“Hangi yasa başkanın oğlu ülkeyi yönetebilir diyor? Hangi yasa başkanın karısı ülkeyi yönetebilir diyor?”
Sovyetlerin çöküşü sonrası Kırgizistan’da ekonomik ve sosyal sıkıntılar yaşayan köyünün halkına kaçak elektrik kullanımında yardımcı olan bir adamın hikâyesi.
Kırgız yönetmen Aktan Arym Kubat’tan senaryosunu da yazıp başrolünde oynadığı bir film. Bir düzeni yitirip henüz başka bir düzene geçememiş ve tam da deyimin kendisini hak edercesine Araf’ta kalmış bir toplumda geçen hikâyede yönetmen biraz naif hikâyesi ile derdini anlatmakta yeterince başarılı olamamış görünüyor. Modern zamanların Prometheus’unun ateşi (burada ışığı) çalıp insanlara armağan etmeye çalışırken modern zamanların Zeus’undan gelen azap ile karşı karşıya kalmasını anlatan bu film hikâyesinin zayıflığının sıkıntısını taşıyor temel olarak.

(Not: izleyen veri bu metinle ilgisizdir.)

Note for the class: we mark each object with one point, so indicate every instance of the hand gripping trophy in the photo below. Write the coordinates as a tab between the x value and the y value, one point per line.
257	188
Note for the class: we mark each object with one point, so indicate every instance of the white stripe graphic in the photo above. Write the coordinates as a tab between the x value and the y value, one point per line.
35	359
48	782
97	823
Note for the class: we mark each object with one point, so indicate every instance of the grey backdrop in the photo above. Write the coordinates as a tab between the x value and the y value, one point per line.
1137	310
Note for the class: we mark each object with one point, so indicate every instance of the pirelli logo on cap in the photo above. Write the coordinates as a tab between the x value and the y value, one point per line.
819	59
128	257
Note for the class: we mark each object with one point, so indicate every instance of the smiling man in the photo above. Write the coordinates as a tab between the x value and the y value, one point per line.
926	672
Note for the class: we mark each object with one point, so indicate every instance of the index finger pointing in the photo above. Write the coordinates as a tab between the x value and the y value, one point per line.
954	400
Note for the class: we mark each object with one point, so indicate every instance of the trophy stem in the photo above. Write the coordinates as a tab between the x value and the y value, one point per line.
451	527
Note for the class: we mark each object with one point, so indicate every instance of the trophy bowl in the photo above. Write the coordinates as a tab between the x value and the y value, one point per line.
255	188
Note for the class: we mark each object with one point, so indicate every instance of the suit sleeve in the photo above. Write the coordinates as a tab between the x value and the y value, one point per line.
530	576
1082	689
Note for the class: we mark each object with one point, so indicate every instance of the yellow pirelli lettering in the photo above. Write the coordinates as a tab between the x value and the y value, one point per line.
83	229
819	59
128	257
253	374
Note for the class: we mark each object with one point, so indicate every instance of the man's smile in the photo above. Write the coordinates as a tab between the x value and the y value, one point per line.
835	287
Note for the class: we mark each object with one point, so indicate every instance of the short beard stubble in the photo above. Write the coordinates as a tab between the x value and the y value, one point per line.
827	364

Geleneksel yaşamdan uzaklaşmaya başlayan bir toplumda değişen düzen ve ülkenin yeni ekonomik sistemi filmde Çinli girişimciler ve sık sık değinilen bir gerçek olan Kırgızların çalışmak için Rusya ve Kazakistan’a gitmeleri ile hatırlatılıyor hikâye boyunca. Televizyon görüntülerindeki halk gösterileri, radyodan dinlenen protestocuların konuşmaları veya bir sahnede görüntüye gelen kızıl bayraklı göstericiler ülkede bir şeylerin olduğunu hissettiriyor ama film Çinli girişimcilere satmak için köylülerin topraklarına el koymaya çalışan yeni zengin sınıfın temsilcisi dışında bu konuların çok da üzerine gitmiyor. Belki sinemasal açıdan değil ama dile getirmeye çalıştığı açısından, “yurt” adı verilen büyük çadırda Çinliler için düzenlenen gösteri filmin bu anlatmak istediklerinin en çarpıcı sembolü oluyor. Yeni zengin adamın modern arabası ile köprü üzerinde ineklerin arasında kaldığı sahne bir yandan modern dünya ile eski dünyayı karşı karşıya getirirken asıl olarak toplumun içinde yayılmaya başlayan yeni düzenin de metaforu oluyor adeta.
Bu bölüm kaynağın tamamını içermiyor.